Bulgarians and Romanians gained the right to visa-free travel to the UK in 2007, when their countries joined the EU. But there were temporary restrictions on the kind of jobs they could take. Employers had to apply for work permits and migrants for an “accession worker card”. Low-skilled workers were restricted to existing quota schemes in the agricultural and food processing sectors.
These restrictions were dropped on 1 January, having been extended to the maximum period of seven years. Bulgarians and Romanians will be entitled to claim the same benefits and NHS care as other EU citizens.
The first Bulgarians and Romanians benefiting from unrestricted access to the UK labour market arrived on the 1st of January as politicians moved to appease fears that Britain could be flooded with migrants. Romanians landing at Luton Airport were greeted by Keith Vaz, chairman of the Home Affairs select committee, who said the number of arrivals provided just a “snapshot” of those expected to come to the UK in the coming months. The UK has not released forecasts of migrant numbers, but campaigners say up to 50,000 people a year could come.

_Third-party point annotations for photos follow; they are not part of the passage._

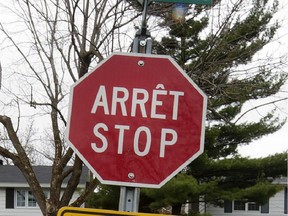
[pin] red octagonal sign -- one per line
(136, 120)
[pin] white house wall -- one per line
(16, 211)
(276, 208)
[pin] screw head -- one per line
(143, 43)
(141, 63)
(131, 175)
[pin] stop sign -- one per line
(136, 120)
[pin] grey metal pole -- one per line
(142, 43)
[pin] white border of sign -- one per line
(131, 184)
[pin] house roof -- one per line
(12, 176)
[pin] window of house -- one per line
(239, 205)
(252, 206)
(25, 199)
(246, 206)
(20, 198)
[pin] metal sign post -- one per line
(142, 43)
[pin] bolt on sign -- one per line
(136, 120)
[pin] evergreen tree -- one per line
(211, 61)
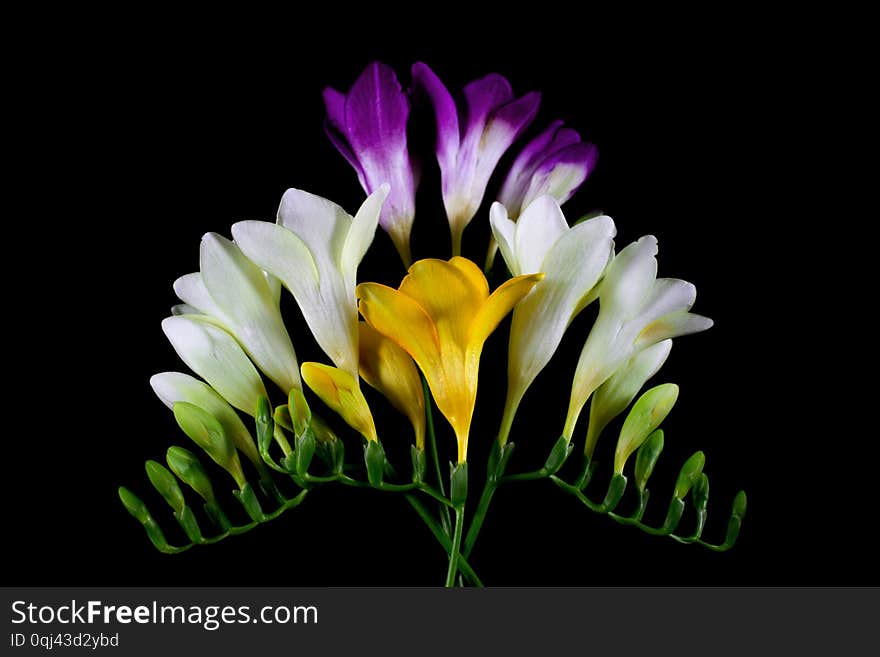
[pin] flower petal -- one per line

However, half empty planes and coaches arrived in Britain on New Year’s Day as the much hyped Romanian invasion failed to materialise. It appears that a mere handful of Romanians and Bulgarians have taken up the offer of unrestricted access to the UK labour market on the first day of the EU scheme. The predicted tidal wave of immigrants flooding our ports, coach stations and airports turned out to be nothing more than a trickle. Some media reports have claimed droves of Romanians would be heading to Britain to claim benefits and free access to the NHS. But arrivals areas at Gatwick Airport, Heathrow Airport, Luton Airport, Dover and Victoria Coach Station in London told a different story. Romanian car washer Spiresau Victor, one of the few to arrive at Luton Airport, in London, insisted: “I am not here to rob your country.”
Atul Hatwal, of the Migration Matters Trust, said: “It was hysteria and hyperbole made principally by UKIP and fear of UKIP. We were made to think hundreds of thousands of Romanians and Bulgarians would be at the gates at midnight and it is just not the case.”
Andreas Cser, who runs the TJobs website which helps Romanians work abroad, told the BBC that the number of his countrymen seeking work in Britain was actually falling, saying: “We haven’t actually observed an increased interest especially for the UK. In fact for UK jobs we have seen a decrease in applicants over the last six months”.
Earlier in January an extension of the NHS charging regime was revealed, which will see overseas visitors and migrants charged for accident and emergency treatment in England. Migrants will also have to pay for primary care services such as minor surgery carried out by GPs, while prescription charges will be extended. Predictions for the number of new immigrants vary – with Migration Watch still maintaining their intake estimate of 50,000 a year, while the government’s figures say 13,000 for 2014.